L’industrie du crabe et du homard, si importante au Nouveau-Brunswick, est sous attaque aux États-Unis. Il est plus que temps que les gouvernements du Canada et du Nouveau-Brunswick sortent de leur apparent état d’indifférence et se portent à la défense de celle-ci.

Seafood Watch est un programme de surveillance de l’industrie des pêches qui est chapeauté par l’Aquarium de Monterey, en Californie. Il a publié il y a deux semaines un rapport déconseillant la consommation de crabe des neiges et de homard, en affirmant que cette industrie menace la survie des baleines noires de l’Atlantique Nord.

Cela nuit à l’image de l’industrie et pourrait inciter des acheteurs et des distributeurs américains à cesser de s’approvisionner au Canada. En effet, beaucoup de ces gens-là ne font pas d’enquêtes sur les pratiques de pêche au large de la Péninsule acadienne. Ils reçoivent la «liste rouge», font confiance à ceux qui l’ont préparée et s’ajustent en conséquence.

Le rapport de Seafood Watch n’est pas basé sur des faits, mais plutôt sur des impressions. Tant les crabiers que les homardiers ont consenti à des sacrifices afin de modifier leurs pratiques et de protéger les baleines noires, une espèce en voie de disparition. Et ça fonctionne! On ne dénote aucune mortalité, peu importe la cause, depuis 2019.

Tous ces efforts, ces fermetures de zones, les investissements dans les nouvelles technologies (en particulier les très coûteux casiers sans fil) et surtout les résultats positifs qu’ils ont engendrés ont été ignorés par Seafood Watch. L’organisme traite les homardiers et les crabiers comme si absolument rien n’avait changé au cours des cinq dernières années.

Seafood Watch ne fait aucune nuance entre les différentes pêcheries et là où elles ont lieu. En particulier, le fait que les homardiers canadiens sont visés dépasse l’entendement. Dans la région du golfe Saint-Laurent, cette pêche est concentrée en mai et en juin, alors que les baleines arrivent normalement en plus grand nombre un peu plus tard pendant l’été, de juillet à septembre. De plus, les homardiers pêchent pour la plupart dans des eaux peu profondes. Les contacts avec le grand mammifère marin y sont rares.

Pourtant, les gouvernements du Canada et des Maritimes tardent à se mêler du dossier.

Il aura fallu une dizaine de jours avant que la ministre fédérale des Pêches, des Océans et de la Garde côtière, Joyce Murray, diffuse une vidéo dans laquelle elle ne fait pas directement référence à la liste rouge et se contente surtout de vanter les mérites des pêcheurs et des mesures mises en place par son gouvernement.
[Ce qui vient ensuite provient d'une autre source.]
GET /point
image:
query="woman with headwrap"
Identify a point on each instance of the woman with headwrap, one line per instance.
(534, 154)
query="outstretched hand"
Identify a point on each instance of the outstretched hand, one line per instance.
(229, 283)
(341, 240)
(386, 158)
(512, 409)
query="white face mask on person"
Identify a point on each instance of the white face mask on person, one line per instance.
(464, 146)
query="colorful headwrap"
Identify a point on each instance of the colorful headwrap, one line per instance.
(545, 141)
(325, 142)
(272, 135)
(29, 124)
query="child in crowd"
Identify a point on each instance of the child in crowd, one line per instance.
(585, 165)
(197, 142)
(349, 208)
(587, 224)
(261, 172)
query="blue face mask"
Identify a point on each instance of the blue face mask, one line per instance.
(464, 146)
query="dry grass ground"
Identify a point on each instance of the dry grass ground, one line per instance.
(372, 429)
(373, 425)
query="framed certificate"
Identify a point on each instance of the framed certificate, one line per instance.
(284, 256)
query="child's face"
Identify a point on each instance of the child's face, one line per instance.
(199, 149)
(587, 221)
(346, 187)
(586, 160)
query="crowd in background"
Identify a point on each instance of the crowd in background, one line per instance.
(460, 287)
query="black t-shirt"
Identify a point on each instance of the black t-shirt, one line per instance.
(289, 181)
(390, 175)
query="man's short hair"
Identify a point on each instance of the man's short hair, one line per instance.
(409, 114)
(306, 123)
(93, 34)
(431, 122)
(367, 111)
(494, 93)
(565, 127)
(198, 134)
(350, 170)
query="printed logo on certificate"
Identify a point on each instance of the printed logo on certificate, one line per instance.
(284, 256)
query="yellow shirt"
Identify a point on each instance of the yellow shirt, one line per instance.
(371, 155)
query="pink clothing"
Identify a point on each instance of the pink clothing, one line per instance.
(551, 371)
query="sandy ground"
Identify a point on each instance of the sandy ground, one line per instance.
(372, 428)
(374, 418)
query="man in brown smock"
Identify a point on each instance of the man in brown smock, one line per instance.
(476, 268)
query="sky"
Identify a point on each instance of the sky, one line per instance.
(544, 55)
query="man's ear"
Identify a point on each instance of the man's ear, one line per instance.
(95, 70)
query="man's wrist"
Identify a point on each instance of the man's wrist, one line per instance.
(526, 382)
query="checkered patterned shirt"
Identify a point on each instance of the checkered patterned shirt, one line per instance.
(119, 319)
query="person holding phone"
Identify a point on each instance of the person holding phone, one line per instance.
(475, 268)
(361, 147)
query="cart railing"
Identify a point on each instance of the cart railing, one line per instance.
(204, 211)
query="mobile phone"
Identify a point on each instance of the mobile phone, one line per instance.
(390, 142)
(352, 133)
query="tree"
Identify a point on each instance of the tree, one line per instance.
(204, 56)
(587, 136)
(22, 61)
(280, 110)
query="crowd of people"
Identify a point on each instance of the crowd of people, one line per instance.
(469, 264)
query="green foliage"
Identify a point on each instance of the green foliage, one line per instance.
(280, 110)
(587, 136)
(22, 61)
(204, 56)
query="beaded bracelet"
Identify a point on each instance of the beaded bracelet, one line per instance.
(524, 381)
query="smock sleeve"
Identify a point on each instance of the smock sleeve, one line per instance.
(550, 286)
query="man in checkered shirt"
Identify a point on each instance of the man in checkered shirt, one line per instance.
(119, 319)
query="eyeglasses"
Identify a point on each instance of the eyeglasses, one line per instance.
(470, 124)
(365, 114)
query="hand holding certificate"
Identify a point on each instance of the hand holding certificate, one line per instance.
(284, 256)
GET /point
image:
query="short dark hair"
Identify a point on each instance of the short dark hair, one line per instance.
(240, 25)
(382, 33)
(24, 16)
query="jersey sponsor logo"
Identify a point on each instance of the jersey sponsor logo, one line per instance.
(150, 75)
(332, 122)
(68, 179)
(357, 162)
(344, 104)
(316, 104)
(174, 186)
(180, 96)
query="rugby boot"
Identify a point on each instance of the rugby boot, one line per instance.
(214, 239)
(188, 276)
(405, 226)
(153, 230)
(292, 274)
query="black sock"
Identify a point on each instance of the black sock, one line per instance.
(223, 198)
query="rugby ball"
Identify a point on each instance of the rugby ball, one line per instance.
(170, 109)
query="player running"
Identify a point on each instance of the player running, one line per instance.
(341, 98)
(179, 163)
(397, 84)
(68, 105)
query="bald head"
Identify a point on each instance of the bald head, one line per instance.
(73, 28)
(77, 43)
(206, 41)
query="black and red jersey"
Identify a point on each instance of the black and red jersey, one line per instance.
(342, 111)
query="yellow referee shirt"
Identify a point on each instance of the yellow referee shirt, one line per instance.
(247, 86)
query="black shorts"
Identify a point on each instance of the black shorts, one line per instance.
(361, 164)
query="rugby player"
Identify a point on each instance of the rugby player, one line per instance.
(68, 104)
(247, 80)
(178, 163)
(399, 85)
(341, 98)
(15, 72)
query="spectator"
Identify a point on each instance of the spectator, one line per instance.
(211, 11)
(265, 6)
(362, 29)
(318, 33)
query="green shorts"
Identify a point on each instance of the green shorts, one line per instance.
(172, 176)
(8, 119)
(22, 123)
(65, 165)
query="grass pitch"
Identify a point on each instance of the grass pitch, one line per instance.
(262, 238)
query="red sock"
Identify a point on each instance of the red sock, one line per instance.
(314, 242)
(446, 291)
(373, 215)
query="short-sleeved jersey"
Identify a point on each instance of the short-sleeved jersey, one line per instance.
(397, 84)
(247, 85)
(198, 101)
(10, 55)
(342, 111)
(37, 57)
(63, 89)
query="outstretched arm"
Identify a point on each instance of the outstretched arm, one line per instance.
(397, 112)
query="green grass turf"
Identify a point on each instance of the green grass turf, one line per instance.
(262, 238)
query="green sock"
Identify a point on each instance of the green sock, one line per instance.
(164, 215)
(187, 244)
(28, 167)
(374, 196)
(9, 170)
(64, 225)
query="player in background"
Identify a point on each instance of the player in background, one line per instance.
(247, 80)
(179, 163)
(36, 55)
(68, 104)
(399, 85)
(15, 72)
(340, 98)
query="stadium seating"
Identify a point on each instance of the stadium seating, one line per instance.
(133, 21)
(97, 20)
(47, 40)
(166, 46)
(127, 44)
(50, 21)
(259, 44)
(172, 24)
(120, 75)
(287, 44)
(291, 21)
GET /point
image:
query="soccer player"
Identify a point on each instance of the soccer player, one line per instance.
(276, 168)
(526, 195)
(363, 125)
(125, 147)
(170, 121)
À Fredericton, c’est le silence radio. Le ministre de l’Agriculture, des Pêches et de l’Aquaculture, Margaret Johnson, semble croire qu’elle n’a aucun rôle à jouer dans ce dossier.
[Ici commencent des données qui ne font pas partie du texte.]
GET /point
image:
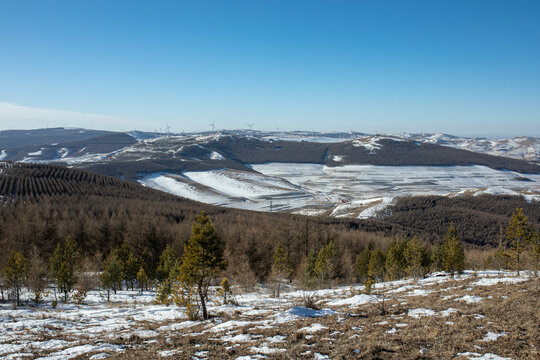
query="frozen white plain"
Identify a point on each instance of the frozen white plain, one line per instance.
(90, 328)
(360, 191)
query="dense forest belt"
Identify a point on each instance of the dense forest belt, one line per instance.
(42, 204)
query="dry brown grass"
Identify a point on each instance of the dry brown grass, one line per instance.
(511, 309)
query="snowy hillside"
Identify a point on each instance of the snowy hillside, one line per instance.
(336, 174)
(480, 315)
(352, 191)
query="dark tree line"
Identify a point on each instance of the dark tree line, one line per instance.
(41, 205)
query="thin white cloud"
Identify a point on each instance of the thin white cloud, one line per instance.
(15, 116)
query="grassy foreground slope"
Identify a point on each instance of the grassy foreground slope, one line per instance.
(475, 316)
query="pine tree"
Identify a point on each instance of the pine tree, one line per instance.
(127, 262)
(453, 255)
(281, 268)
(436, 257)
(37, 274)
(147, 262)
(325, 263)
(142, 279)
(130, 269)
(361, 266)
(65, 265)
(395, 259)
(16, 269)
(111, 277)
(417, 258)
(202, 259)
(167, 262)
(377, 262)
(522, 236)
(309, 276)
(225, 290)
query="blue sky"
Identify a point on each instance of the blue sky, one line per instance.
(460, 67)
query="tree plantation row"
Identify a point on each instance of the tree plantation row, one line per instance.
(185, 278)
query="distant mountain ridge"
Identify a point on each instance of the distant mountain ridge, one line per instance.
(109, 152)
(329, 174)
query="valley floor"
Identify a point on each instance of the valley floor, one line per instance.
(478, 315)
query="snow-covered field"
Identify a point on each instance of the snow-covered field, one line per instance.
(352, 190)
(262, 326)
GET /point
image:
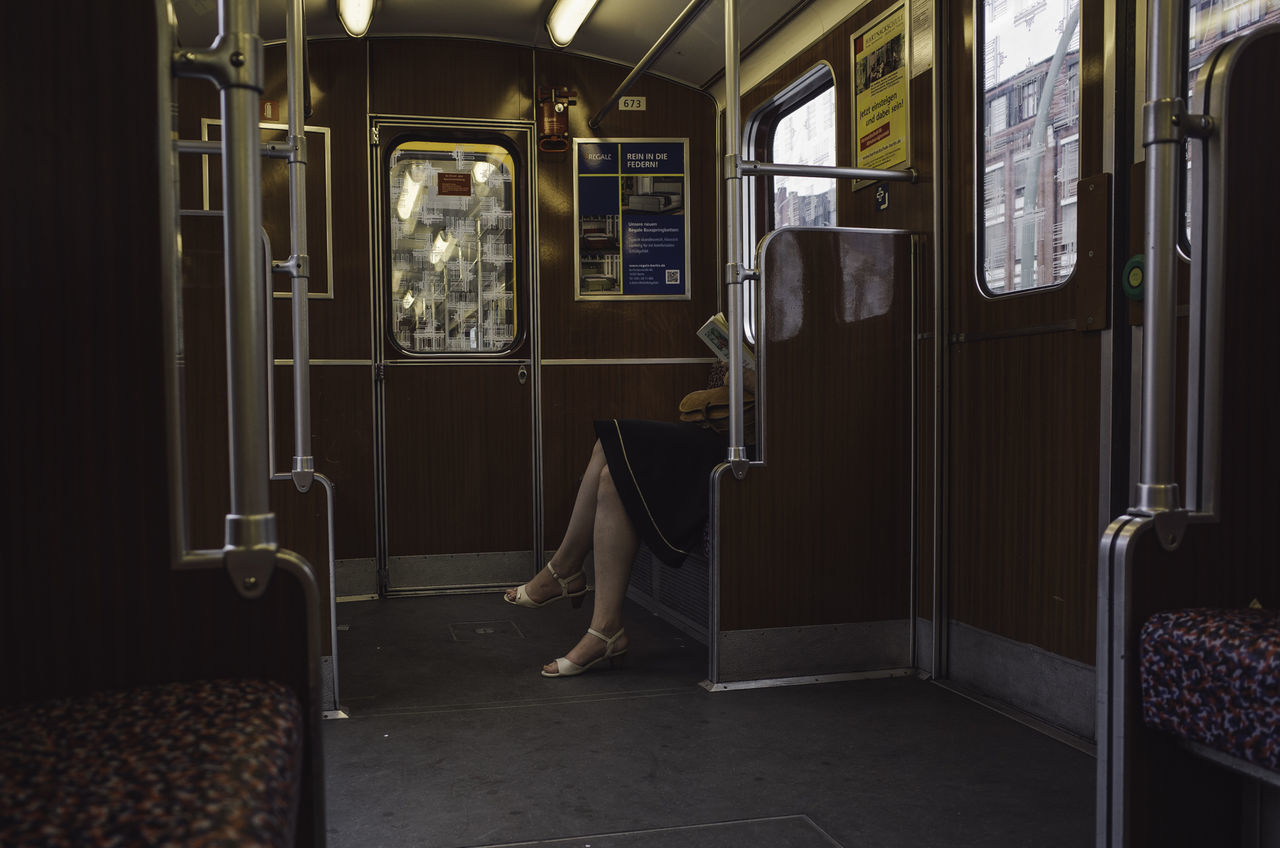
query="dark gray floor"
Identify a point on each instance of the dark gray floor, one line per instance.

Les exportations de crabe et de homard du Canada dépassent les 4 milliards $ annuellement. Cette industrie représente des dizaines de milliers d’emplois dans les Maritimes. Au N.-B., le poisson et les fruits de mer sont la troisième source d’exportation, après le pétrole de la raffinerie Irving et l’industrie forestière.

Plusieurs acheteurs font heureusement la part des choses. L’enjeu est néanmoins important. Quelque 86% des homards pêchés dans notre province prennent la route des États-Unis; pour le crabe, ce pourcentage atteint environ 90%.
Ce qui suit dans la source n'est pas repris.